August 21, 2020 Business of Law

Data Privacy: More Than Just “The New Black”

While data privacy law lacks federal cohesion, a business’s stance towards privacy has become essential to its survival

By Daniel S. Wittenberg

The data protection market is projected to reach $119.95 billion by 2022 at a compound annual growth rate of 16 percent and increase to close to $200 billion by 2026. Since the rollout of the General Data Protection Regulation (GDPR), “privacy by design has made privacy as a profession one of the fastest growing and hottest verticals in and outside of the legal job market,” according to Jared Coseglia, the chief executive officer of TRU Staffing Partners in a recent article. The GDPR had a massive impact, being perhaps the largest regulatory action in privacy to date. Its impact will be felt for years.
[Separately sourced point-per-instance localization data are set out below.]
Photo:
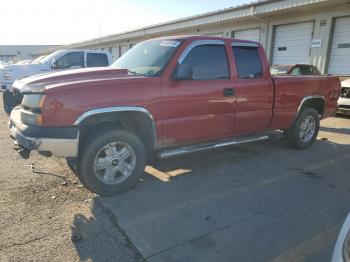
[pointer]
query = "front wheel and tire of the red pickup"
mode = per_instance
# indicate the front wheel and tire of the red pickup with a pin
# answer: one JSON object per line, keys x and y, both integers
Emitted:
{"x": 111, "y": 162}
While U.S. law on data privacy is notably different and lacks federal cohesion, a business’s stance toward privacy has become essential to its survival.

As the collection, use, and transfer of personal information are of heightened concern, privacy is now a major discussion in boardrooms

As the collection, use, and transfer of personal information are of heightened concern, privacy is now a major discussion in boardrooms

Credit: Capuski | Getty Images

As the collection, use, and transfer of personal information are of heightened concern, privacy is now a major discussion in boardrooms. Because there are now a bevy of new and developing data disclosure requirements, limitations on the use and sale of private data, and requirements on contractual arrangements (among others), the need to understand, comply, and avoid potential enforcement actions and violations is at an all-time high. Media attention surrounding data breaches, cyberattacks, and unauthorized sharing of personal information is further disquieting business and adding to the corporate worry bucket.